Here’s what Steve Jobs had to say:

Everything around you that you call life was made up by people that were no smarter than you and you can change it, you can influence it….

And here’s what Margaret Mead said:

Never doubt that a small, group of thoughtful, committed citizens can change the world. Indeed, it is the only thing that ever has.

Science fiction author Ray Bradbury offered us the following:

People ask me to predict the future, when all I want to do is prevent it. Better yet, build it. Predicting the future is much too easy, anyway. You look at the people around you, the street you stand on, the visible air you breathe, and predict more of the same. To hell with more. I want better.

In apparent agreement with Bradbury, computer scientist Alan Kay offered this advice:

Don’t worry about what anybody else is going to do…. The best way to predict the future is to invent it.

Architect Frank Lloyd Wright shared this secret with us:

I know the price of success: dedication, hard work and an unremitting devotion to the things you want to see happen.

And even if we suspect that many of our thoughts and actions are not entirely committed through our own free will, we would do well to remember the words of novelist E.M. Forster:

Failure or success seem to have been allotted to men by their stars. But they retain the power of wriggling, of fighting with their star or against it, and in the whole universe the only really interesting movement is this wriggle.
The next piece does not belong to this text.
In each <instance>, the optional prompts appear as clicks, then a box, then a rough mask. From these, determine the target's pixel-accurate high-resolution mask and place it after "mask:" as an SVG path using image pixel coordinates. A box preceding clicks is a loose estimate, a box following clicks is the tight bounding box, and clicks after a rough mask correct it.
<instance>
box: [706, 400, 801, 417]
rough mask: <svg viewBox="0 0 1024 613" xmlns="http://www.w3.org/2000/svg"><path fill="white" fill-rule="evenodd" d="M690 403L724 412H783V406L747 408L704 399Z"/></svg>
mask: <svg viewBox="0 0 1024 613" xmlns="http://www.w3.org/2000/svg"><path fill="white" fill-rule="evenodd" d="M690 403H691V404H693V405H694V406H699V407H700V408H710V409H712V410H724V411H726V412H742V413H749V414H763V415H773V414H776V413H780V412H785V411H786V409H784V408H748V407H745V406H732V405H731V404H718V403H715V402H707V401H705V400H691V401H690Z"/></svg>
And if we think that only a few special people have the power to influence history, we should remember the words of Albert Schweitzer:

Of all the will toward the ideal in mankind only a small part can manifest itself in public action. All the rest of this force must be content with small and obscure deeds. The sum of these, however, is a thousand times stronger than the acts of those who receive wide public recognition. The latter, compared to the former, are like the foam on the waves of a deep ocean.

It is sometimes tempting to feel that we are being swept up in forces beyond our control. And while we are all in many ways products of our environment, we should never underestimate our abilities as individuals to contribute to the health and happiness of others.

So let’s all keep on wriggling toward the ideal.

It’s a lot more fun than any of the alternatives.